In a hearing described by Justice Bruce Robertson as "hard fought," lawyers for the commission and JB Were argued they should not have to supply the plaintiffs with material relating to December 1999 trading in Fletcher Challenge shares by Mr Hoggard, who was the company's chairman at that time.
Business Roundtable executive director Roger Kerr and Catharine Franks, wife of Act MP Stephen Franks, are seeking a judgment that the trading was insider trading and illegal.
In his statement of defence Mr Hoggard admits his position at Fletcher Challenge at that time and that he issued instructions to buy shares on December 15, 1999.
But he denies the allegations of insider trading.
In the words of the judgment he "denies there was anything in his actions [that was] intended to subvert the operation of the securities legislation."
Justice Robertson rejected the commission's argument that section 28(4) of the Securities Act protected it from discovery. The section says commission members and staff cannot be compelled to give evidence in court.
The court found that did not encompass discovery orders.
The commission also claimed immunity for its documents generally on the grounds market participants would be less likely to co-operate with its inquiries if they knew the information they provided could be produced in open court. That would damage the public interest.
The court rejected that argument also, saying the commission was subject to the Official Information Act, which made specific provision for the problems the commission highlighted. There was no justification for creating a new class privilege for information the commission held.

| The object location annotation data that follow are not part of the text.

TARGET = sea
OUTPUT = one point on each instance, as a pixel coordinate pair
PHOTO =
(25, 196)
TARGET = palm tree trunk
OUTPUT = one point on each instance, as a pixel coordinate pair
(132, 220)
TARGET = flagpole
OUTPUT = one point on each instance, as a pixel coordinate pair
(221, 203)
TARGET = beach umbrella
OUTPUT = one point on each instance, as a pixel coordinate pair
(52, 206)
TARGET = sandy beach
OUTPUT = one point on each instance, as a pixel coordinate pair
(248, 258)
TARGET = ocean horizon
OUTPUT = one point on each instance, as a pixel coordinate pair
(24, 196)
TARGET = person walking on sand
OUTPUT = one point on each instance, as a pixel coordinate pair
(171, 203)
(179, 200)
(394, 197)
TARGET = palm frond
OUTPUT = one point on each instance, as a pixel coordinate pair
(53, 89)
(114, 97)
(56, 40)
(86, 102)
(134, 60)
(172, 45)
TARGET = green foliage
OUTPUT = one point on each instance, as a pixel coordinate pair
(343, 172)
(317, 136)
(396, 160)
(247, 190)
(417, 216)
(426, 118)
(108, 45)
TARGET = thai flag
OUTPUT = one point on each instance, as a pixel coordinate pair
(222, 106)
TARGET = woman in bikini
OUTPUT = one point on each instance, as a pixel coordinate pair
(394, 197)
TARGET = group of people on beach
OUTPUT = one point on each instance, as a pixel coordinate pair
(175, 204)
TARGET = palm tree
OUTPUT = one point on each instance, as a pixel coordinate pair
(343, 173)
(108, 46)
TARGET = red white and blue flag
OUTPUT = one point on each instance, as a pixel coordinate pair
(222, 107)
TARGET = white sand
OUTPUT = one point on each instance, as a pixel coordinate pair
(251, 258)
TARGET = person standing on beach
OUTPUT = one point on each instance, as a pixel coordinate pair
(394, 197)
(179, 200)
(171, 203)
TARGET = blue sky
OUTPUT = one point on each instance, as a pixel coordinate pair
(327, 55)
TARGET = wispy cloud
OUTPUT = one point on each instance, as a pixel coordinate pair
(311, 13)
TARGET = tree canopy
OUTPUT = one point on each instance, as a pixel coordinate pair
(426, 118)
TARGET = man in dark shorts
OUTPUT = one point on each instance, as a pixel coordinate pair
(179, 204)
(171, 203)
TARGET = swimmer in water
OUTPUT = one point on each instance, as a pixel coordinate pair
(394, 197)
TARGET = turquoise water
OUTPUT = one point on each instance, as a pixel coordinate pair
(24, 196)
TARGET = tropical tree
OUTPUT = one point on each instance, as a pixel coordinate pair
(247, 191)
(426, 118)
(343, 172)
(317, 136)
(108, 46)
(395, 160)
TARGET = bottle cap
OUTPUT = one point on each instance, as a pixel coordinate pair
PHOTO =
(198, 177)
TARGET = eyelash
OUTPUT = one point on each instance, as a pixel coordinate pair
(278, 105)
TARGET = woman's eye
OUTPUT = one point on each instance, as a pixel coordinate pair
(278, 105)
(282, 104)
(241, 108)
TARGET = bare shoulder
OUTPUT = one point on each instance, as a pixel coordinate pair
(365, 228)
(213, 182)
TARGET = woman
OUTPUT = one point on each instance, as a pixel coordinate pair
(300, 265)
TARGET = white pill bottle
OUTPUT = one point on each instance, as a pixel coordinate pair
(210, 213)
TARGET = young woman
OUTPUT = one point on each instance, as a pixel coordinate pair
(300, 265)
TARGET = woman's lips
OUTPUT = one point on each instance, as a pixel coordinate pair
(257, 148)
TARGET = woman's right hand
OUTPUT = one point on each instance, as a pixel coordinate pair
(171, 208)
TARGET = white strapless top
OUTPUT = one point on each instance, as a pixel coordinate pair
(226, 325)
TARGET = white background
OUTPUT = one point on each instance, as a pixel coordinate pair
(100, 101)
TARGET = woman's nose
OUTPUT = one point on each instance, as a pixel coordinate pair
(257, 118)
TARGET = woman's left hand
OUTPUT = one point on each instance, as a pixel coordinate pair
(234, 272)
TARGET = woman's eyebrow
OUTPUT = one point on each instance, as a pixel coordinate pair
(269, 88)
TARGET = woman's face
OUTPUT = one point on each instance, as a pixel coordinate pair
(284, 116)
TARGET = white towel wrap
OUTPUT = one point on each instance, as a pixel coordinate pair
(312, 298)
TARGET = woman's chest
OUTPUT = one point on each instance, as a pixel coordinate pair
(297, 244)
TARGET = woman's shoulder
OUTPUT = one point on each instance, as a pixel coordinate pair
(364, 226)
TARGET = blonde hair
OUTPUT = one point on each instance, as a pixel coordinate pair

In any case, Justice Robertson said, section 19 of the Securities Act made it clear confidentiality ceased after the commission published its report.
He made short work of JB Were's submissions.
"On a sensible balancing of competing interests, the commercial convenience and confidence between sharebroker and client is of much lesser importance than the integrity and enforcement of the statutory regime for curbing insider trading."
Mr Hoggard's lawyer, Rudd Watts & Stone partner Allan Boyle, did not participate in the hearing.